Cronos y Kairós

Su propio afán

La procesión es premiosa. Lo saben los que la esperan y lo esperan los que salen. Empieza mucho antes de que se abran las puertas de la iglesia, y allí dentro, mientras nos organizan, todavía hace más calor. Es el calentamiento. Luego, la estación de penitencia durará –en forma de agujetas y tirones– más allá de que se cierren las puertas de la iglesia. Los jóvenes no sufren esa penitencia, vale, pero sí la nostalgia, más. Tras siete horas en la calle, el acólito que nos encendía concienzudamente las velas contra el viento me confesó que estaba triste porque ya se acababa. Lo suyo era el ardor inextinguible.
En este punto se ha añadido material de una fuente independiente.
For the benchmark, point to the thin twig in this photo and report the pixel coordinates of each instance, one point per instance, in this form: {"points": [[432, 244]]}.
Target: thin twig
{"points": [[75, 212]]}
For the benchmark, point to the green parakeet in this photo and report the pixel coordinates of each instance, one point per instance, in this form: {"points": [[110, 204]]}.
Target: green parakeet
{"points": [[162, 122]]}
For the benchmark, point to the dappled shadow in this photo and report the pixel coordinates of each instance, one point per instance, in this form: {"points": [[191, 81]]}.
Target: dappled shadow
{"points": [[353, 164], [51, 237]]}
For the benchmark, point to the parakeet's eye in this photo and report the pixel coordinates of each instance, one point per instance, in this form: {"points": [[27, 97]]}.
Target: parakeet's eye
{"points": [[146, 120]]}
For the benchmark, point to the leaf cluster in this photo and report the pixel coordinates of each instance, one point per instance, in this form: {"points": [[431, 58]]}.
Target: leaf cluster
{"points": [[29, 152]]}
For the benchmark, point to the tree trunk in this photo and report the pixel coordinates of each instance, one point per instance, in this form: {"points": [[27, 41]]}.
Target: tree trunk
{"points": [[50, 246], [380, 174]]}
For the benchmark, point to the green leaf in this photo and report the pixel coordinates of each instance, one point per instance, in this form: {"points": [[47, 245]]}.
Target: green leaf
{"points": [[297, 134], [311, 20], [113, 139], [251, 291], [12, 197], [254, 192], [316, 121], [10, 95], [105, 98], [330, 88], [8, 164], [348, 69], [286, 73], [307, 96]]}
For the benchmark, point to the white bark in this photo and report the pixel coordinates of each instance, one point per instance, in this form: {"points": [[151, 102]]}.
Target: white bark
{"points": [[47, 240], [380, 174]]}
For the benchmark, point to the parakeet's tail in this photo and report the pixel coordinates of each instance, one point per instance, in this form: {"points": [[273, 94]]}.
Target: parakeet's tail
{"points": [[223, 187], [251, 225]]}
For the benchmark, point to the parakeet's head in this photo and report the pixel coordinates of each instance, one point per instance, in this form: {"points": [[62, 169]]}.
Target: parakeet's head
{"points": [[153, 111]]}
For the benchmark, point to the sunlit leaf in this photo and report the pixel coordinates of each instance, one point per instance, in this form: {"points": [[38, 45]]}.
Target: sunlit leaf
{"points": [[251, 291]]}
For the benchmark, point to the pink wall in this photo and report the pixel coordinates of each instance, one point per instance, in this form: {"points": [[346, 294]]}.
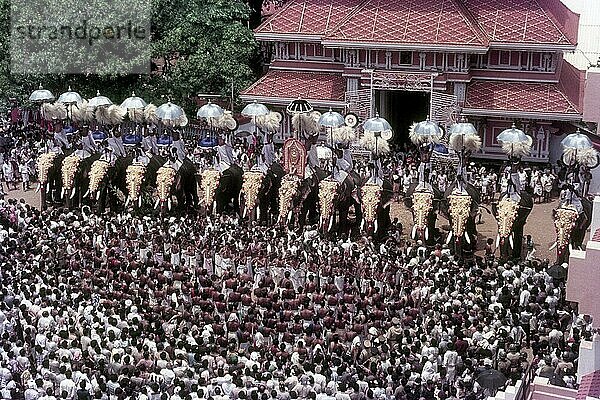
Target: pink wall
{"points": [[591, 100], [567, 19]]}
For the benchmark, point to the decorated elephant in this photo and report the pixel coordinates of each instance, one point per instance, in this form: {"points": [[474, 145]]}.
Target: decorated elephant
{"points": [[461, 206], [260, 191], [376, 204], [424, 201], [571, 221], [49, 166]]}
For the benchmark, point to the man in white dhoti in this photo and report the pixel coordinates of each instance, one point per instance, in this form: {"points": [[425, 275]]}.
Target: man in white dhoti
{"points": [[116, 144], [225, 157]]}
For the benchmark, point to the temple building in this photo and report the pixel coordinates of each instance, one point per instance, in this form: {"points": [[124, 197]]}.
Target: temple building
{"points": [[494, 62]]}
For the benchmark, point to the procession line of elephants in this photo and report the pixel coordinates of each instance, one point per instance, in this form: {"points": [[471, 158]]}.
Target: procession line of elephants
{"points": [[228, 197]]}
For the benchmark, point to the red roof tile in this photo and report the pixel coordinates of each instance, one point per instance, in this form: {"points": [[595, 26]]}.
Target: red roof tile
{"points": [[308, 17], [410, 22], [521, 97], [291, 85], [517, 21]]}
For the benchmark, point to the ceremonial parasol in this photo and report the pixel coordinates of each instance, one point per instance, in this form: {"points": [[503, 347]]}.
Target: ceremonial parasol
{"points": [[169, 112], [255, 109], [377, 124], [332, 119], [491, 379], [299, 106], [133, 102], [515, 142], [210, 110], [41, 94], [577, 141], [99, 101], [70, 97]]}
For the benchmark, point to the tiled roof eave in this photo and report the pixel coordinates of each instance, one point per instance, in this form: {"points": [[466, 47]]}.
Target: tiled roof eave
{"points": [[532, 46], [337, 43]]}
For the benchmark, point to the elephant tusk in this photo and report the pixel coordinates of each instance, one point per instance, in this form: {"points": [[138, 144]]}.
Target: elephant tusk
{"points": [[450, 234]]}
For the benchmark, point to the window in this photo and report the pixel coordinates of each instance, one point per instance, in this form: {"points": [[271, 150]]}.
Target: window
{"points": [[504, 58], [406, 58]]}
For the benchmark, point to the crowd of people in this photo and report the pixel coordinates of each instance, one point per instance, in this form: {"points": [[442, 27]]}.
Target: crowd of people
{"points": [[129, 307]]}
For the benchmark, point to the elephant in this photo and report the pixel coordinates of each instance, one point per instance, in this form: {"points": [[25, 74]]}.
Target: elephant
{"points": [[380, 225], [465, 243], [227, 193], [51, 187], [570, 197], [510, 238], [431, 234], [266, 198]]}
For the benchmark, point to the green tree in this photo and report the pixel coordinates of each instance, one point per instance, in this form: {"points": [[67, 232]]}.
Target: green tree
{"points": [[205, 46]]}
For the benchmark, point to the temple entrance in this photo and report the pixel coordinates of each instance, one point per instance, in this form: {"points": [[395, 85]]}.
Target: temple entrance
{"points": [[402, 108]]}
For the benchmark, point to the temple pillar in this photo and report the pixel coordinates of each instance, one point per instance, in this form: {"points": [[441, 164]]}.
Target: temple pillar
{"points": [[595, 225], [589, 357]]}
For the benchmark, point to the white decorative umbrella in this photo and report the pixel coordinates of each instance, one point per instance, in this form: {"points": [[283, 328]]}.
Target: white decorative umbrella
{"points": [[133, 102], [99, 101], [169, 112], [515, 142], [331, 119], [255, 109], [210, 110], [41, 94], [70, 97], [377, 124]]}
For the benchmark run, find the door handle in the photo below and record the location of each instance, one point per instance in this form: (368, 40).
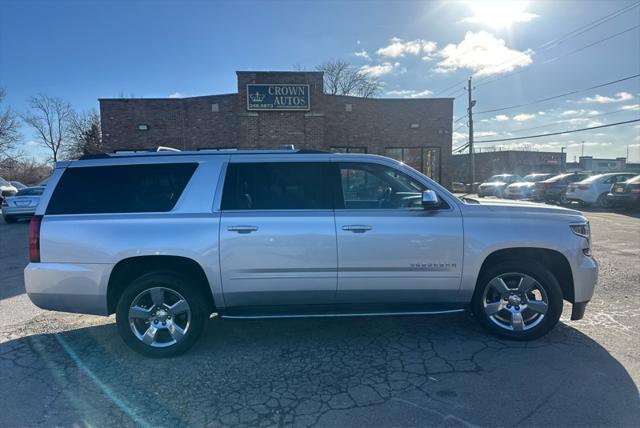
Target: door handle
(242, 229)
(357, 228)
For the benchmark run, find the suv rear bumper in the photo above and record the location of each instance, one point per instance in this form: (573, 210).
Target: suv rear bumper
(66, 287)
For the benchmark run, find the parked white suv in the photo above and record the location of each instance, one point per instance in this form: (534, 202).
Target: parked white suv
(166, 239)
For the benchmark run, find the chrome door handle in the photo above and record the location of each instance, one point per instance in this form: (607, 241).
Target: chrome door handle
(242, 229)
(356, 228)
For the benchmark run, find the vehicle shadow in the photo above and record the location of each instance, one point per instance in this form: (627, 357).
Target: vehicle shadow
(401, 371)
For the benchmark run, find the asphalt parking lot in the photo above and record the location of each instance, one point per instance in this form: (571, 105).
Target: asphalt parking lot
(64, 369)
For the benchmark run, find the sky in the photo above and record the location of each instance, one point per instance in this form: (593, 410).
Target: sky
(518, 53)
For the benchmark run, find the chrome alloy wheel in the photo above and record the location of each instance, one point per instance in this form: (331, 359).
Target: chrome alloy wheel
(159, 317)
(515, 301)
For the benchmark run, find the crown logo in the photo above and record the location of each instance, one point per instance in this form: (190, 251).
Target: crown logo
(257, 97)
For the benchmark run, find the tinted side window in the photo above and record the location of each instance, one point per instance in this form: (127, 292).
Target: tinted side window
(277, 186)
(371, 186)
(120, 189)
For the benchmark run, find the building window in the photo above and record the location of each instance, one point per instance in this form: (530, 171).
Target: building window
(424, 159)
(359, 149)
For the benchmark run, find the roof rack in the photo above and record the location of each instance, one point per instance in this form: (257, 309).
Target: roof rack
(169, 151)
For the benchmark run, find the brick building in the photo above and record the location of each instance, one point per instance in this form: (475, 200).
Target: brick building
(518, 162)
(272, 109)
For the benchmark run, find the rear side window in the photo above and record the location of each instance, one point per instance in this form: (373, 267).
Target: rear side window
(120, 189)
(277, 186)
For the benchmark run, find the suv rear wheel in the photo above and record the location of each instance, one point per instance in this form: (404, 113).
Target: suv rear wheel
(519, 300)
(160, 315)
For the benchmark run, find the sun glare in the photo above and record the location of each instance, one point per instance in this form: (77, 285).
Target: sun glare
(499, 14)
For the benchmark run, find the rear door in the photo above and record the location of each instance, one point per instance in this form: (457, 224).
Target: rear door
(277, 234)
(391, 250)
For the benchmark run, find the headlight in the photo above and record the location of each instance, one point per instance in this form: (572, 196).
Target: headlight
(583, 230)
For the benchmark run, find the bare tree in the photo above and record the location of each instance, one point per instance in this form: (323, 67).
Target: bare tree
(341, 78)
(51, 119)
(9, 125)
(85, 135)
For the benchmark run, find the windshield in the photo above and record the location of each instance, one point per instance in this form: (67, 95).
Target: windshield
(30, 191)
(501, 177)
(534, 178)
(593, 178)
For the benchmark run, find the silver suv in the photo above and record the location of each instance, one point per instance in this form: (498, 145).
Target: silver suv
(165, 239)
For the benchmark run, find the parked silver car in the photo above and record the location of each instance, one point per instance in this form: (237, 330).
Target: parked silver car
(594, 190)
(525, 189)
(22, 205)
(289, 233)
(496, 184)
(6, 189)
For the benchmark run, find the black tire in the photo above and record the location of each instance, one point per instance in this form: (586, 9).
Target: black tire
(603, 201)
(562, 199)
(177, 283)
(544, 278)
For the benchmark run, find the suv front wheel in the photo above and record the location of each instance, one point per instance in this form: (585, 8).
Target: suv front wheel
(518, 300)
(160, 315)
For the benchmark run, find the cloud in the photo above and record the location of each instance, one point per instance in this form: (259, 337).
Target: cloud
(485, 134)
(574, 120)
(483, 54)
(363, 54)
(399, 48)
(379, 69)
(498, 14)
(523, 117)
(600, 99)
(459, 137)
(633, 107)
(581, 112)
(410, 93)
(590, 144)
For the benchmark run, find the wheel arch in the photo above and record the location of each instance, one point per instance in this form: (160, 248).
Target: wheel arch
(553, 260)
(130, 268)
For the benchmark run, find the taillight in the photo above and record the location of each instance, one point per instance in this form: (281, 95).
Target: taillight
(34, 238)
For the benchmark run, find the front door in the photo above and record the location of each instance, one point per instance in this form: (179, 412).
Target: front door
(277, 235)
(391, 250)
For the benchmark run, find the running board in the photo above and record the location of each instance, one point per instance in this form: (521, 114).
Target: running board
(341, 315)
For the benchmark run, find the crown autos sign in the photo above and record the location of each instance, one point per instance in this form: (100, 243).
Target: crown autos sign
(278, 97)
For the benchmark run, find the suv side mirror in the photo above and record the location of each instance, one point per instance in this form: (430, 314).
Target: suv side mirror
(430, 200)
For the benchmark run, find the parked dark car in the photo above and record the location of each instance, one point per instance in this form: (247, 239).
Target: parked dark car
(626, 193)
(495, 185)
(555, 188)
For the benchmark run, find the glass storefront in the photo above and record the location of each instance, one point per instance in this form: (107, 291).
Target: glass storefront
(424, 159)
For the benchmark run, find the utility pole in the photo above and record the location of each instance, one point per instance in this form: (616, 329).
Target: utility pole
(471, 150)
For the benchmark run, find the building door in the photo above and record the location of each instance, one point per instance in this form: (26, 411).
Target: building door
(277, 234)
(391, 250)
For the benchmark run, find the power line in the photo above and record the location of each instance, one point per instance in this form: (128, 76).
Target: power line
(558, 133)
(578, 31)
(460, 118)
(560, 122)
(555, 42)
(558, 96)
(504, 76)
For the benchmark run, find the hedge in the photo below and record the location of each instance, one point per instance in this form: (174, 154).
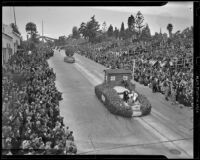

Lo del tiempo, que pesa más que pasa, ha de ser así, porque la oración se cuece a fuego lento. Como en el rosario. Mientras tanto, el público impresiona y transmite al penitente que los ve mirar una vívida sensación de comunidad, cada uno de su padre y de su madre, pero rezando a la Madre que los hermana. En un rapto de optimismo, pienso en un artículo titulado No vais a poder dedicado a los anticristianos, sobre la hondura de nuestras raíces católicas. Citaría, por supuesto, la saeta de la Niña de la Alfalfa cuando en 1932 prohibieron las procesiones, pero la Virgen de la Estrella salió: “Han dicho en el banco azul,/ que España ya no es cristiana;/ aunque sea republicana,/ aquí quien manda eres tú,/ Estrella de la mañana”. Y citaría a la niña que anoche me pedía cera con la ilusión que ponen las criaturas en eso, pero que, cuando vio aparecer a la Virgen, se olvidó de la cera, y suspiró: “¡Qué guapa!”. Evelyn Waugh, en su trilogía Espada de honor, sostiene que “los juicios cuantitativos no importan”. Basta que un alma se acerque a Dios, una, para que todo, el tiempo impasible, la plata, las flores, las bandas, el incienso, todo, tenga sentido.

Otros niños esperaban alrededor de mi cirio, como en un cuadro de Georges de La Tour. Les dije: “Mirad bien la llama, qué belleza, parece un diamante que baila”. Dijeron: “Oh” y ya ni pidieron cera. No eran los únicos conmovidos por la belleza diminuta. Yo recordé a Quevedo al ver la llamita agitarse sobre el mar dorado de la cera derretida: “Nadar sabe mi llama…”, ya sea la agua fría de la muerte, ya la encendida de la fe.

Y, de pronto, la llama prende por dentro (¿la mecha de una emoción, de una música, de un recuerdo?) y soy el que reza. El alma que conmover era la propia. Si ha llevado su tiempo, ha dejado de importar.